Media & Culture

Built an open source tool that can find precise coordinates of any picture

A college student's open-source AI pipeline can pinpoint exact GPS coordinates from a single street-level image.

Deep Dive

A college student developer, known as Sparkyniner, has publicly released the source code for Netryx, a next-generation street-level geolocation tool. The system employs a custom machine learning and AI pipeline designed to analyze visual clues within a single photograph—such as architecture, signage, vegetation, and road layouts—to deduce and output precise latitude and longitude coordinates. The project's open-source release on GitHub makes this advanced capability, often associated with intelligence and investigative work, accessible to a broader developer community for experimentation and integration.

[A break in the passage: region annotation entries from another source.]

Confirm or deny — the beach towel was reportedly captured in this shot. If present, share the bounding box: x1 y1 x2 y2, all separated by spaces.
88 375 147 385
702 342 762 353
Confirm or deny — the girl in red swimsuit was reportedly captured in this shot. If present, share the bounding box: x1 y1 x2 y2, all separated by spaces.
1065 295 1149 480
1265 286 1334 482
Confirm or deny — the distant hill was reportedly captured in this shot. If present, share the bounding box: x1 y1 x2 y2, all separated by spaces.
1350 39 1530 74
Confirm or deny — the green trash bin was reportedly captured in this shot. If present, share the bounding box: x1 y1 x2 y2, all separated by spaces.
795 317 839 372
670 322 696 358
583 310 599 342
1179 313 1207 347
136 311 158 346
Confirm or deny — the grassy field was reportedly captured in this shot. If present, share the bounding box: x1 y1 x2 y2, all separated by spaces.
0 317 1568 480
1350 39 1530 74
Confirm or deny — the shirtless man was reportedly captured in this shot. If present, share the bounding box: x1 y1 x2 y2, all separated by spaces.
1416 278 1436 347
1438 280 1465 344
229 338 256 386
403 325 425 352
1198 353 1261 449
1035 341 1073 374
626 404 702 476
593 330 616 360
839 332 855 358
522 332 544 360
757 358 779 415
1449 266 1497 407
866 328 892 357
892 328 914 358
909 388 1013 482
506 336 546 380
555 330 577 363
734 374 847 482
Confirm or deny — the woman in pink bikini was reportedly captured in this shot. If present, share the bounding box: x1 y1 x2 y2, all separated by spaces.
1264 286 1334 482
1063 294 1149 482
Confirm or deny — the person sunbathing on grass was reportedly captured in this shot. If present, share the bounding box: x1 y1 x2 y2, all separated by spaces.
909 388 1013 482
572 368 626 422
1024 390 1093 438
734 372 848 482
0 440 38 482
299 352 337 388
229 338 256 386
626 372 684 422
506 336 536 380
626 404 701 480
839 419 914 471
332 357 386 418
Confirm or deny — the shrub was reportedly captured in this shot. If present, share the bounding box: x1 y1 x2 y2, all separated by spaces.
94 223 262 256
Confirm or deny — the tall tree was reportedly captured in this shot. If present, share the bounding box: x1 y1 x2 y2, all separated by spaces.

A demonstration video shows Netryx successfully geolocating video footage related to the Qatar strikes, proving its practical application in analyzing real-world media. The developer is actively seeking to connect with other developers and companies in the geospatial and AI sectors to foster collaboration. By open-sourcing the tool, Sparkyniner aims to accelerate innovation in automated geolocation, allowing others to build upon the custom ML pipeline for applications in journalism, open-source intelligence (OSINT), digital forensics, and augmented reality.

Key Points
  • Open-source AI tool 'Netryx' uses visual analysis to find exact GPS coordinates from street photos.
  • Built by a solo college student developer using a custom machine learning pipeline.
  • Proven in a demo geolocating footage of the Qatar strikes; code is now on GitHub.

Why It Matters

Democratizes advanced geolocation tech for OSINT, journalism, and forensics, moving it from proprietary silos to open development.